All work shared on this site is for sale by the Brooklyn Artists Gym. For more information about works, please contact us at: (718) 858 9069

Images of Stuart Shedletsky’s work is protected under a Creative Commons License.
Creative Commons License

6 responses

  1. Pingback: Next Question: Is Art Dead? | In Terms Of

  2. Anonymous

    http://kingarthur58.blogspot.com/2013/09/art-prints_8.html?view=mosaic I took Stewarts life drawing class in 1970 my foundation year at Parsons.

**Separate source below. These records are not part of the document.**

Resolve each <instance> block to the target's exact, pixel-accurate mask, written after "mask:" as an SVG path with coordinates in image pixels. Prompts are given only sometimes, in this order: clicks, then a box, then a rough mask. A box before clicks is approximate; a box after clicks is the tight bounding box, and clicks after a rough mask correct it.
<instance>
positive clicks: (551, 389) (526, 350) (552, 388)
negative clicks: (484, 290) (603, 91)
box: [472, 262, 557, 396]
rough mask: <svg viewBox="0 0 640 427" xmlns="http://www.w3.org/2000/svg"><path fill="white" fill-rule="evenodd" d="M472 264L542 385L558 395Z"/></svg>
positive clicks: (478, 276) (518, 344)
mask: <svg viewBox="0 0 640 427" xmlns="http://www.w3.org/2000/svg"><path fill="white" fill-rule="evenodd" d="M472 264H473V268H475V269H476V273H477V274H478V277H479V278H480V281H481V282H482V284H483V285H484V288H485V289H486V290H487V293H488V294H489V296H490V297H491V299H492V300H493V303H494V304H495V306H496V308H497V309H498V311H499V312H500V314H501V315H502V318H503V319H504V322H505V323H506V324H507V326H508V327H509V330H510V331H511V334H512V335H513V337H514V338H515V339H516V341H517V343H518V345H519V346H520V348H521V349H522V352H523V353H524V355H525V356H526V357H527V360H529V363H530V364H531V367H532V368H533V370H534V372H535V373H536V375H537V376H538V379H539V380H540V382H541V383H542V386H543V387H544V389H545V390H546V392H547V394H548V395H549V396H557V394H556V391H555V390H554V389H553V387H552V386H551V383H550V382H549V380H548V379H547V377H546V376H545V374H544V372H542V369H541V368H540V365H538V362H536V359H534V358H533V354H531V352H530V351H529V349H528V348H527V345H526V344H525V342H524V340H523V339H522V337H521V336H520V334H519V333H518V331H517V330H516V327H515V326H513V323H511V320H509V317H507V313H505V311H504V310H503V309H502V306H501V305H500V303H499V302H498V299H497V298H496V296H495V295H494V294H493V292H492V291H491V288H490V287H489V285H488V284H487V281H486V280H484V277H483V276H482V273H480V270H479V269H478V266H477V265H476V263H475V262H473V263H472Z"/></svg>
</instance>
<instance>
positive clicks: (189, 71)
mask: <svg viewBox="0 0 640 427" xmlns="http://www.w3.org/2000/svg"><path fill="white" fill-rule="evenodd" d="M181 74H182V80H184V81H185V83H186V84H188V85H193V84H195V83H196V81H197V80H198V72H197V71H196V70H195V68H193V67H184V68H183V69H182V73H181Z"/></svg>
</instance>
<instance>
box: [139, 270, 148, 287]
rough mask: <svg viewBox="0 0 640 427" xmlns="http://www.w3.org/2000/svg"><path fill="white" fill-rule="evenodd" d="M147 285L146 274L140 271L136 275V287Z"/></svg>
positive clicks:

    September 12, 2015 at 12:43 pm

  3. http://kingarthur58.blogspot.com/2013/09/art-prints_8.html?view=mosaic I took Stewarts life drawing class in 1970 my foundation year at Parsons.
    Arthur John Williamson

    September 12, 2015 at 12:46 pm

  4. Stuart and I graduated from the High School of Art and Design and went on to Parsons School of Design (both on scholarship). We were students of John Kacere, Marty Cannon and Paul Brach who were both (also) teaching summer school at the University of New Mexico. They invited us to apply to the University of New Mexico in Albuquerque. We both applied and accepted where I studied sculpture and Stuart painting at UNM. Stuart went on to Graduate School at Yale, I attended Hunter College in NYC (studying with Tony Smith and Robert Morris). We both married and settled in SOHO (before it became SOHO). Stuart was a good friend and I think about him often. I own a small work of his and it is by the side of my bed. I look at it everyday and think about him. He passed away too soon. I never got to say goodbye to him. When I last spoke to him he was already ill and trying to set up his cable TV. His wife Judith was caring for him, even though they had been separated for sometime. I miss him dearly. A great artist/painter who’s time came too soon.

    Joel Glassman 12/3/15

    December 3, 2015 at 4:09 pm

  5. Joan Rosenfelt

    I was in Stuart’s class at Parsons School of Design in the ’60’s. I didn’t know him well – but he was a really nice guy who was clearly so talented. At one point a friend of mine (Jean Claude van Itallie) was putting on an Off-Off-Broadway play and he needed some scenery painted. I offered to help but then realized the project required more expertise, so I asked Stu if he would like to help. He came for an afternoon and immediately knocked the scenery into shape with a strong concept and few quickly, but expertly, drawn lines. I ran into him once years later coming out of the New School in the Village – where I lived for many years – and we chatted briefly. He popped into my mind for some reason today and I decided to look him up as I figured he had to have had a significant career – and sure enough, he did. But how sad that he died too young. Very, very talented guy – and really nice. I also remember classes with Paul Brach – an extraordinary teacher of art history at Parsons. My friend Jennifer Berne and I loved his classes – they were so smart and witty and full of wonderful anecdotes and observations. I wish they had been recorded! I’d love to hear those lectures now. I ran into him, also, on the streets of the Village – in the late 80’s – and I got a chance to tell him how wonderful his classes were and how I remembered them with such admiration.
    Joan Rosenfelt – Pond Eddy, NY 12770 – February 12th, 2016.

    February 12, 2016 at 1:13 pm

  6. He was a good friend, a brilliant artist and a great teacher! He past on too soon.